ところでボジニ氏は、ポストモダンダンスの中で非常に重要なテーマとして「決定 decision」の問題がある、と言っていた。これはおそらく彼女独自の言い回しだと思うが、話の中でよくわからなかったので、Q&Aの時に質問したら、結局タスク・ムーヴメントなどジャドソンで開発された様々な(民主主義的な)方法論のこと、という感じで落ち着いてしまった。しかしこれは広く「主体性」の問題、いいかえれば、『トリオA』のヨロヨロも含め、「決断主義 decisionism」への批判という問題をクローズアップする重要な指摘だったように思う。「決断(決定)」というのは、法(規則)が失効しているような場面(例外状態)で行使される権力のことだとすれば、反「決断主義」とはどんな立場なのか。ジョン・ケージ流の「偶然性」による解決(レイナーによれば「超越論主義」的な欺瞞)とは違う可能性について考える。決定を遅らせてひたすら時間を稼ぎ続けることか(ヨロヨロ)。行動にうって出る前に深く、ぐずぐずと反省し続けることか。それとも、ヨロヨロ&ぐずぐずしながらも、微細な決定とフレキシブルな修正を積み重ねて、方向性を紡ぎ出そうとすることか。

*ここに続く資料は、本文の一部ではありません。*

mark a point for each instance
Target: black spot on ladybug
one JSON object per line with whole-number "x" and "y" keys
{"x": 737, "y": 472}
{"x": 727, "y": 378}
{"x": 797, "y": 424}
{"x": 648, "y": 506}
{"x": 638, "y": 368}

実演の後、参加者も一部を習って実際にやってみるという趣向があった。Oさん、FMさん、KMさん、KTさんなどダンサーやパフォーマーの人たちもチラホラいた。レクチャーがお開きになった後、ボジニ氏に聞きたいことをしつこく聞いてみたが、フランスでジャドソン/ポストモダンダンスが再評価されてきた経過について、事実関係ではなく言説のレヴェルでどんな解釈や意味付けがされているのかは結局よくわからなかった。ただ彼女は、『ル・モンド』出身のドミニク・フレタールが広めた「ノン・ダンス」という呼称は、全く本質を捉えてなくて不適切だと思う、レイナーだってダンスそのものについてだけは「ノー」と言ってない、と言っていた。
DVDで『ゆきゆきて、神軍』を見る。これも突き詰めれば、ニューギニア島終戦を迎え、軍規(法)が失効していきなり例外状態に投げ出された人たちの映画だ。しかし生きるか死ぬかの極限までいけば、決断するも何もないよなあと(身も蓋もなく)思った。終戦直後のニューギニアでの旧日本兵たちの「弱肉強食」ぶりが、ネオリベ格差社会にそのまま重なってみえる。つまりは弱肉強食的な、「決断」を余儀なくさせるような事態をいかに回避するかが、理念を掲げられなくなった時代の政治に残された役割なのだろうと思う。